Save 15% on All Hosting Services

Test your skills and get Discount on any hosting plan

Use code: Skills Get Started
FAQ’s Sections
Linux Virtual Servers

Git Repository Structure: A Complete Technical Guide

Git is a distributed version control system that stores project history as a directed acyclic graph (DAG) of immutable snapshot objects. Every Git repository is built from three logical zones β€” the working directory, the staging index, and the object store inside .git/ β€” plus a set of lightweight pointers (branches, tags, remotes) that navigate that history. Understanding how these layers interact is the difference between using Git mechanically and using it with surgical precision.

If you self-host your repositories on a VPS, mastering this internal structure lets you recover from disasters, design efficient CI/CD pipelines, and audit every byte of your project's history without relying on a third-party platform.

The Three-Zone Model: How Git Moves Data

Before diving into individual components, internalize the data-flow model that governs every Git operation:

Working Directory  -->  Staging Area (Index)  -->  .git/ Object Store
     (edit)               (git add)                  (git commit)

Changes travel left-to-right when you build a commit, and right-to-left when you restore or reset. Every Git command is essentially a read or write operation on one or more of these zones.

Working Directory

The working directory (also called the working tree) is the filesystem view of your project at a specific checkout state. When you run git clone or git checkout, Git reconstructs files from compressed objects in .git/objects/ and writes them to this directory.

Files in the working directory exist in one of four states:

  • Untracked β€” Git has never seen this file; it exists only on disk.
  • Tracked, unmodified β€” the file matches the last committed snapshot exactly.
  • Tracked, modified β€” the file differs from the last committed snapshot but has not been staged.
  • Tracked, deleted β€” the file was removed from disk but the deletion has not been staged.

A critical nuance that trips up many developers: the working directory is not a simple copy of the repository. Git reconstructs it by reading tree objects and decompressing blob objects. If .git/ is intact, you can always regenerate the working directory from scratch β€” the reverse is not true.

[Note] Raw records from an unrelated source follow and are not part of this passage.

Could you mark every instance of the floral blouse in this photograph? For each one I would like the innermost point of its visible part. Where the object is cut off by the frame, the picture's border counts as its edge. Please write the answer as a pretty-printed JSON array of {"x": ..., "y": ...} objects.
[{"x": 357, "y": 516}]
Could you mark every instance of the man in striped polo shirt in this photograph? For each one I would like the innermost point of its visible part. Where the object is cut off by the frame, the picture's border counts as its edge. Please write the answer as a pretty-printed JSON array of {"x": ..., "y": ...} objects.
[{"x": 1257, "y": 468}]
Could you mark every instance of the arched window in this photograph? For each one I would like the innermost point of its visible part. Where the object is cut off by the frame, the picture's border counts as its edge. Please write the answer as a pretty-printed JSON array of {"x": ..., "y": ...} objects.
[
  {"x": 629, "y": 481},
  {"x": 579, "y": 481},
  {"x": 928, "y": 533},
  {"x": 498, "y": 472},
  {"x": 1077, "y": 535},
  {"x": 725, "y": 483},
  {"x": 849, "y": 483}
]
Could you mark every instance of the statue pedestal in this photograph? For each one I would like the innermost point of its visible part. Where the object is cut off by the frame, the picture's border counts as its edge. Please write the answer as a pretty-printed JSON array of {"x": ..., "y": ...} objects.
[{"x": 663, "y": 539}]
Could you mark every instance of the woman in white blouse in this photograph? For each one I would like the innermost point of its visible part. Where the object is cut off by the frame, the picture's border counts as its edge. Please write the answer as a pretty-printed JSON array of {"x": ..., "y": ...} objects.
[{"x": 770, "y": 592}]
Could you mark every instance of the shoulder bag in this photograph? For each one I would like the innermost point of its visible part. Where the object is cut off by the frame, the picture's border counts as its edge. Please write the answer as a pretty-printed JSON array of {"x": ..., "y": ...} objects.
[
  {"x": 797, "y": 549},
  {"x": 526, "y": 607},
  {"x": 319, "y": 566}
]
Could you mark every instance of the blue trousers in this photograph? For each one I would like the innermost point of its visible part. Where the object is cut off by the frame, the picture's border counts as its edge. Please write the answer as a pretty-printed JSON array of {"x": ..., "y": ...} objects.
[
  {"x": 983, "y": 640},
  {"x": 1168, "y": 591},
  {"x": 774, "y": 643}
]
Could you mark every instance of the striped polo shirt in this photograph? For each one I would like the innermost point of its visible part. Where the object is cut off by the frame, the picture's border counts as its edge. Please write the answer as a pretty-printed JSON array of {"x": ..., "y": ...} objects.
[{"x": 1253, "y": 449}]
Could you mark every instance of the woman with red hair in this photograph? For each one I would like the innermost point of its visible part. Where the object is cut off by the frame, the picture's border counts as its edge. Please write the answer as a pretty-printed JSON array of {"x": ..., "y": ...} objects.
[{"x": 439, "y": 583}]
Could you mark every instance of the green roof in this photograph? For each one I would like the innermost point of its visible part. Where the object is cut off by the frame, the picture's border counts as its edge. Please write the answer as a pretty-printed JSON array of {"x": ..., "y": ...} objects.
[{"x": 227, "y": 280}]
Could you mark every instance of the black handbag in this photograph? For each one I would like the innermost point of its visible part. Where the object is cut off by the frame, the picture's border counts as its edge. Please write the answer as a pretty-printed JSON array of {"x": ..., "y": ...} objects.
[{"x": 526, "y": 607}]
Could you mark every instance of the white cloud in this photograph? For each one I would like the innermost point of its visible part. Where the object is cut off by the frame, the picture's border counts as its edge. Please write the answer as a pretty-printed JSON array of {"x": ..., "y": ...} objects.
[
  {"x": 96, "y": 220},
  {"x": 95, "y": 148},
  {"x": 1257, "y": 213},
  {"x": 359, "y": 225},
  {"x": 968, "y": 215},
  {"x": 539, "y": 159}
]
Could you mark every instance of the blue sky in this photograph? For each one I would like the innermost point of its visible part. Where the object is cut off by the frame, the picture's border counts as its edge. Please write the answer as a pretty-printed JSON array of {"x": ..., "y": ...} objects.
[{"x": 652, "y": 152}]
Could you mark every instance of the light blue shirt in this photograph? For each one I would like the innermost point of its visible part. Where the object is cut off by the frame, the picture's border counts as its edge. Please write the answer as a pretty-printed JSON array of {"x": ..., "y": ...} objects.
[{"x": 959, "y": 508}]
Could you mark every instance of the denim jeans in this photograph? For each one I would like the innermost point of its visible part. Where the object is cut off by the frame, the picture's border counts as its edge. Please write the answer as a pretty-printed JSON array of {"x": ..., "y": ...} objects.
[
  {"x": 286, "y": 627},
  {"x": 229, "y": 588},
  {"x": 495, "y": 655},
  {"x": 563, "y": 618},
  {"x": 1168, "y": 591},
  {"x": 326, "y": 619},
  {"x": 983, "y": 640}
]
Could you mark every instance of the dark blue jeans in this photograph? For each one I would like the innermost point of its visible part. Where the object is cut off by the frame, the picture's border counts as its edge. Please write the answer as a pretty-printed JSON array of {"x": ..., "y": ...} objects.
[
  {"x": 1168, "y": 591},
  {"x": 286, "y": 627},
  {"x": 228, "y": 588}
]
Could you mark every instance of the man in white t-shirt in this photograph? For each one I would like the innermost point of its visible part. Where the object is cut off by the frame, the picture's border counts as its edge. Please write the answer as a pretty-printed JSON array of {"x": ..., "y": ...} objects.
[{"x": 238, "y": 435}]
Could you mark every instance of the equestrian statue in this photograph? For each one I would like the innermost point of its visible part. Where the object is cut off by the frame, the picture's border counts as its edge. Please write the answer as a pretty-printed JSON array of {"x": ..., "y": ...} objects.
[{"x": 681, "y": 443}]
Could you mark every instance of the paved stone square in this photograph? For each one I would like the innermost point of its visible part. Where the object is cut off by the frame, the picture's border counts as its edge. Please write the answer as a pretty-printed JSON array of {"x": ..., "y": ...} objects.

Sparse Checkout for Large Monorepos

On repositories with tens of thousands of files (common in monorepo architectures), you can limit which paths Git materializes in the working directory:

git sparse-checkout init --cone
git sparse-checkout set services/api services/auth

This is invaluable on a VPS with constrained disk I/O, because Git skips decompressing blobs for paths outside the cone.

Staging Area (Index)

The staging area, internally called the index, is a binary file located at .git/index. It acts as a proposed next commit β€” a mutable snapshot that sits between your working directory and the permanent object store.

git add <file>          # Stage a specific file
git add -p              # Interactively stage hunks within a file
git add -u              # Stage all tracked modifications and deletions
git status              # Compare working directory and index against HEAD
git diff --cached       # Show diff between index and HEAD

Why the Index Exists

The index solves a problem that simpler VCS tools ignore: partial commits. You may have modified five files but only want three of them in the next commit. The index lets you compose exactly the snapshot you intend to record, independent of what your editor has open.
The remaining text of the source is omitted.